We may be imprisoned by a disease that is slowly taking our energy and eventually our life.   We may be imprisoned by habits that dominate and ruin our lives and that we have not been able to overcome.  We may feel life has “done us dirty” and that we shouldn’t be on Patmos—-but all of us spend some time on our  “islands of Patmos”.

            The great psychotherapist, Victor Frankl, writes of his “Patmos” in his book “Man’s Search for Meaning”.    Frankl was arrested by the Nazis in W.W. II Germany and sent to a Nazi prison camp.   It was a horrible prison camp and most of his fellow prisoners soon died under the terrible conditions, the brutality, the starvation and the resulting hopelessness.   But Frankl survived.   How?    He describes how he survived by recounting that on his way out to the work site every morning, he would be composing a book, all in his mind.   He would go over the book, chapter by chapter.   He would form each page in his brain, imagining in great detail the grand book that he was going to write once he got out of the Nazi prison.   And that kept him going.   In his body he was a slave in a horrible prison camp—-his Patmos—but in his soul he was free .   He was in two places at the same time!!

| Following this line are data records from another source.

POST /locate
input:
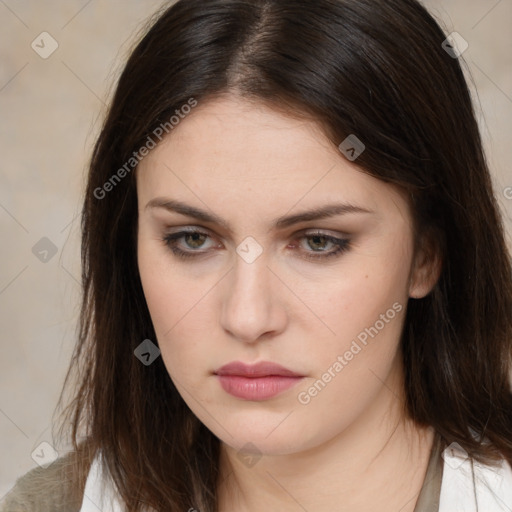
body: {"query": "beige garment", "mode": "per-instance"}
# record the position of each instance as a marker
(430, 493)
(50, 490)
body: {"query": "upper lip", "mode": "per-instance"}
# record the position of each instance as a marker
(262, 369)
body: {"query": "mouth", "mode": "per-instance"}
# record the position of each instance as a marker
(257, 382)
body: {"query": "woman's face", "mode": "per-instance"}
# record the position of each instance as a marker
(292, 256)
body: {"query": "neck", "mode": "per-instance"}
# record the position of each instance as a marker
(378, 463)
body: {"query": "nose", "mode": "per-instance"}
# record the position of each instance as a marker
(252, 306)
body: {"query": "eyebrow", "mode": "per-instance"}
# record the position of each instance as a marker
(318, 213)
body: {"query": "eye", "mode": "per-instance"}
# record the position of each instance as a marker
(193, 240)
(323, 246)
(313, 246)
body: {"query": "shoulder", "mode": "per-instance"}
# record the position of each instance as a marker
(52, 489)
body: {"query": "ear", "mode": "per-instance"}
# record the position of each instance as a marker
(426, 268)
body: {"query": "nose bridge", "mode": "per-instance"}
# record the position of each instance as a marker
(251, 306)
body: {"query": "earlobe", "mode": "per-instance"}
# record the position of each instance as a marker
(426, 270)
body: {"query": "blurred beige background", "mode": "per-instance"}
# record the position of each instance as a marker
(51, 110)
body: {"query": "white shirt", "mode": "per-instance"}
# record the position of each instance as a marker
(491, 492)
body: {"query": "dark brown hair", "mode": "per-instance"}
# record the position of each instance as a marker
(374, 69)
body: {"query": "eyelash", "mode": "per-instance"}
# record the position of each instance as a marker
(342, 245)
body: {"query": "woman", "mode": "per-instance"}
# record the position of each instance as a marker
(297, 292)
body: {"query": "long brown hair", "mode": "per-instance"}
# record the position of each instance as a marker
(374, 69)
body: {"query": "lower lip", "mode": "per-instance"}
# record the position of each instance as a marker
(256, 388)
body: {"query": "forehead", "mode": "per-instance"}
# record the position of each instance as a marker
(247, 153)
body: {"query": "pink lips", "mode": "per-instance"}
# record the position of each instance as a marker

Part of the human condition is that we don’t have control over everything that affects our lives.   The one thing we have control of is how we cope with the things affecting our lives—-such as was the case with Victor Frankl.

John on the island of Patmos, was in the same circumstances as Frankl.   He had been imprisoned by the emperor—-probably because he was a Christian.   There he was languishing on the island of Patmos, right?   Wrong!   That is not what John says about himself.   Rather he wrote that he “was in the Spirit on the Lord’s Day”.   John was in prison, in exile, far from home and loved ones, but he managed to “be in the Spirit on the Lord’s day.   In other words, he was in a quite different place and a long way from the island of Patmost.   He was with God through the Holy Spirit on the Lord’s Day and God was showing him about wonderful things to come in God’s Kingdom.

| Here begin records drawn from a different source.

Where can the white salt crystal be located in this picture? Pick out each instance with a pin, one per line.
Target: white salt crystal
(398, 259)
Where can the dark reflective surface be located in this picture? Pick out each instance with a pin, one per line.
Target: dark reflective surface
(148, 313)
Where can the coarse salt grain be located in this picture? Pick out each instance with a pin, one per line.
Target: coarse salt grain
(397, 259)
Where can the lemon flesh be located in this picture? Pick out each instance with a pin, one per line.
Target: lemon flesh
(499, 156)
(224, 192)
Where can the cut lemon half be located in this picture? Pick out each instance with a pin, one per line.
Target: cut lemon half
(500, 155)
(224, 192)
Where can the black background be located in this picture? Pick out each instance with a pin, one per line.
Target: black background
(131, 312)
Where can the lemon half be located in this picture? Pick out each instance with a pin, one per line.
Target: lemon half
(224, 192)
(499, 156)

 John was in two different places at the same time—-and so can you be.   You can always be with God, no matter what your life’s circumstances may be.  

  Think about it!  

 

             

 

Seeing God in our Mirror

Look at yourself in your mirror?    Do you see God there?   You are made in the image of God.   That’s God you see!!   But you say, “That’s not God, it is just meThe same old me with warts and all.   I have all these problems and faults and bad habits, and on top of it I’m having a bad hair day.  Just last night I went on a hateful tirade about politicians!    I swear at times!   I am critical and analytic  and unloving and scared and  weak willed and fat—-and how can you say that you see God in me?”

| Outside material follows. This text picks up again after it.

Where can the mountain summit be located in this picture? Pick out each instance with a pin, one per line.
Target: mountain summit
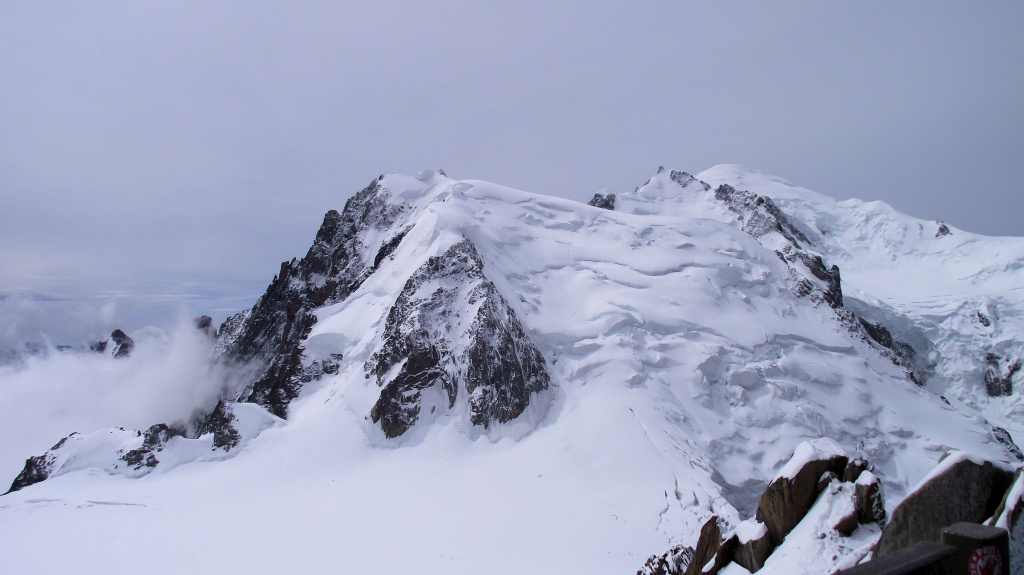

True—-all of the above are faults and problems most of us exhibit at one time or another and that’s just a few of the many—but there is one thing that we are forgetting!!  That is that God, with unconditional love for us as his children, has forgiven us and we can thus stand before our mirrors and see God in ourselves.   It’s not because we have done anything to merit this—-it is due to God’s grace and love for us.

Now look at a homeless person.   That person is also God’s child.   He is made in the image of God.   The mirror he looks in reflects God also!   Despite  the dirty clothes, the unwashed smell, the unshaven face and the unkempt hair.   As he wearily makes his way along the street with a backpack and a black plastic bag holding all of his worldly possession—- can you see God in this person?   He is the recipient of the same unconditional love  and forgiveness of God just as much as you are.    We are all in the same position—-loved and forgiven by God through no efforts or merit of our own.

So—who are  we to  judge this homeless person or to judge each other?   As Jesus said:   “Judge not, that you be not judged, for the same judgment that you give will be meted out to you.”  What wonderful things might happen in all of our lives if we could just manage to see God in all of the people around us—-and in ourselves!    Amen.